When I was young and naive, silly and inexperienced, I thought that having children was a little bit like having a job. You start off by having a baby and when that beautiful little thing turns 18 and ventures out into the world, your ‘job’ is done and for the rest of time, you will just visit and have lovely family events together and life will be pleasant and you will feel good about yourself, having done a good job.
How could I be so wrong. Being a Mom means that you will never again just be yourself in this world. You will always be thinking about, be concerned about, and yes, be worried about your children, no matter how old they are.
We went to Europe for a wonderful birthday/anniversary trip. We’d never done anything like it before. When presented with the gift of a trip, my first thoughts were, I can’t leave my children and go to the other side of the world. I knew in my logical mind that they were in good hands at home but my emotional mind was still nervous. Then on the last couple of days of our trip, the unthinkable happened. Our 17 year old son, new driver, rolled the car!!…while we were on the other side of the world! His left hand was trapped between the roof of the upside down car and the dirt road. He ripped it out from underneath and pulled himself out of the car.
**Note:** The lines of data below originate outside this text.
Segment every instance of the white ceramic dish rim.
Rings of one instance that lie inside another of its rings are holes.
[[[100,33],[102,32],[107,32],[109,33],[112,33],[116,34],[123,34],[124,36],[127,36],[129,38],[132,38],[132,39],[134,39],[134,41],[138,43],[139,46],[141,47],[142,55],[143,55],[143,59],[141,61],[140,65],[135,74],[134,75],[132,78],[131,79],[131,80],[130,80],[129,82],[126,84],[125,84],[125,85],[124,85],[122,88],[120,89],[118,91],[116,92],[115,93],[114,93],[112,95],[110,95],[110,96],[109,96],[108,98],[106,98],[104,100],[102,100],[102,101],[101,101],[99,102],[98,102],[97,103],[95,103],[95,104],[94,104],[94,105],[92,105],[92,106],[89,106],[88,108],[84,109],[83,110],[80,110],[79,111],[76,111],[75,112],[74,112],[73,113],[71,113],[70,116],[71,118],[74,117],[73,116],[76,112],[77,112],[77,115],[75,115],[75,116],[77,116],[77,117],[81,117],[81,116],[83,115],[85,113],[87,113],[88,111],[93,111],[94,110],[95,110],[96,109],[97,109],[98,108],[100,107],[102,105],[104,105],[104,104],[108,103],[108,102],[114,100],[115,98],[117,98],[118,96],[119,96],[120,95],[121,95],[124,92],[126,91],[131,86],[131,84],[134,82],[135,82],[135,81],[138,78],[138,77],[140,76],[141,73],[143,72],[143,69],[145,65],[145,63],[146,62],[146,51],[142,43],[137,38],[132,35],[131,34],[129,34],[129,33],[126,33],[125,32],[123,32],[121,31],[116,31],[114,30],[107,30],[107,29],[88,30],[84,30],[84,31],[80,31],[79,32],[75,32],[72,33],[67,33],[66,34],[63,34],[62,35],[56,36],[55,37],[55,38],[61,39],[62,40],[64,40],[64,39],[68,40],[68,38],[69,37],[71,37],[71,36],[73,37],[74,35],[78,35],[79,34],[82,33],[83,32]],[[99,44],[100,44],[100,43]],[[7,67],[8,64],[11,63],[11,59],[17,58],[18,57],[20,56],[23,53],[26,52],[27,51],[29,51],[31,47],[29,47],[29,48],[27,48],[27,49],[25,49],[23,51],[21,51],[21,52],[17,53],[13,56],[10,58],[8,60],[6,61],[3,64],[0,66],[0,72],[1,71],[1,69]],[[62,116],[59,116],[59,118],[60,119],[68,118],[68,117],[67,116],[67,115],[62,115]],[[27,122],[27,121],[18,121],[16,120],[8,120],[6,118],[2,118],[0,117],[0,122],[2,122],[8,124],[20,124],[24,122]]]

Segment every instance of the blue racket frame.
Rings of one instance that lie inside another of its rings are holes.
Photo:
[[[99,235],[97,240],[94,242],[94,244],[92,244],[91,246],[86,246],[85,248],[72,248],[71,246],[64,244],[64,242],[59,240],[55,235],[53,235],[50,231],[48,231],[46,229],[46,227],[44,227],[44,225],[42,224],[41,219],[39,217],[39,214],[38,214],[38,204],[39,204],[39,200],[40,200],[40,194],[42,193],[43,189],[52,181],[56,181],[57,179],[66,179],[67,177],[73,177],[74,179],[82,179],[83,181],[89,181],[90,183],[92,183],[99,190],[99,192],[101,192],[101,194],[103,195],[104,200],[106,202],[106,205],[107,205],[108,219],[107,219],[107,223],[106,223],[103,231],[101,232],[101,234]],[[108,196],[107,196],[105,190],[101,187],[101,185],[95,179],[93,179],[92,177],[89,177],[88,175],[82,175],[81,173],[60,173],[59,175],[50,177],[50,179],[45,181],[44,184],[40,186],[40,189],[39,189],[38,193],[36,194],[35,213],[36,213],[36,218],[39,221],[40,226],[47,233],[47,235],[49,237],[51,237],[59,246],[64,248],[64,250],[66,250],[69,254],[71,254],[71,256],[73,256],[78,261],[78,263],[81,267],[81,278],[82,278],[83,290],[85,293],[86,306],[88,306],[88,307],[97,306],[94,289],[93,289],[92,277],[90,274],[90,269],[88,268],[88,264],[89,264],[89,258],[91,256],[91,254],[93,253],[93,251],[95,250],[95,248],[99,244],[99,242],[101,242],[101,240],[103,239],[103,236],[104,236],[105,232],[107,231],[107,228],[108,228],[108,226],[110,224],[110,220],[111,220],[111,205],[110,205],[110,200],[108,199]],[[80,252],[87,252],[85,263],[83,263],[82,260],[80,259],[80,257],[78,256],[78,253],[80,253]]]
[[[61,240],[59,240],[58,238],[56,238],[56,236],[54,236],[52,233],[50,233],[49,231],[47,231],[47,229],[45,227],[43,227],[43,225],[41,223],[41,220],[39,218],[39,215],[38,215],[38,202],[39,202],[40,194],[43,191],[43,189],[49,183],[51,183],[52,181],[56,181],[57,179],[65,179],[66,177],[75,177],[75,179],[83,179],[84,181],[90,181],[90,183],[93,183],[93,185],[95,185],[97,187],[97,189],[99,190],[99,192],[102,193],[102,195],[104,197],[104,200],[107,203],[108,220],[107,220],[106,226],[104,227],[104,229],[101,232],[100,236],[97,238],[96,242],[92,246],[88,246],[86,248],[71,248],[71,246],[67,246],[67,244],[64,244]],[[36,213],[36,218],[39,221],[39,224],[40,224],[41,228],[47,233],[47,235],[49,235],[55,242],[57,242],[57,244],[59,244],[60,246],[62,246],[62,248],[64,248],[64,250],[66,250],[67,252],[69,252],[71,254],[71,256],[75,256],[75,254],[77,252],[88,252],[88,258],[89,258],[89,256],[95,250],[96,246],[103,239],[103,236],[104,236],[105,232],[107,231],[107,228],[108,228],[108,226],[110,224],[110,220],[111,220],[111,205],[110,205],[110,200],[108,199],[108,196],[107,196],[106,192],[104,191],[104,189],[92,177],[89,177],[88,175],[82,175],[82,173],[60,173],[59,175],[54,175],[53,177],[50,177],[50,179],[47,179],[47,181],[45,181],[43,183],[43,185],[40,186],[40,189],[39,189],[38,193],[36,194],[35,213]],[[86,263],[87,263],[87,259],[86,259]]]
A neighbor and his cousin, a nurse, were golfing nearby and rushed to the accident and cared for him until the ambulance came. He was rushed to one hospital, sent on to another hospital and subsequently has had 4 surgeries at a 3rd hospital so far. He came close to losing his hand in the initial injury and afterwards from severe infection.
When we arrived home, 2 days after the accident happened, you couldn’t pry me from his side. It doesn’t matter that he’s a man, 17 years old and 6 feet tall. If I could have taken him in my arms and rocked him in my rocking chair to make him all better, I would have done it. As we go through more surgeries, skin grafts and therapy, I will be there, cringing inside everytime he gasps in pain, agonizing in guilt that I ‘let’ this happen and praying constantly that God will please restore him back to perfection.
Once you’re a Mom, that baby will always be your baby and you will do anything to protect that little life that you held in your arms, even if he is 6 feet tall.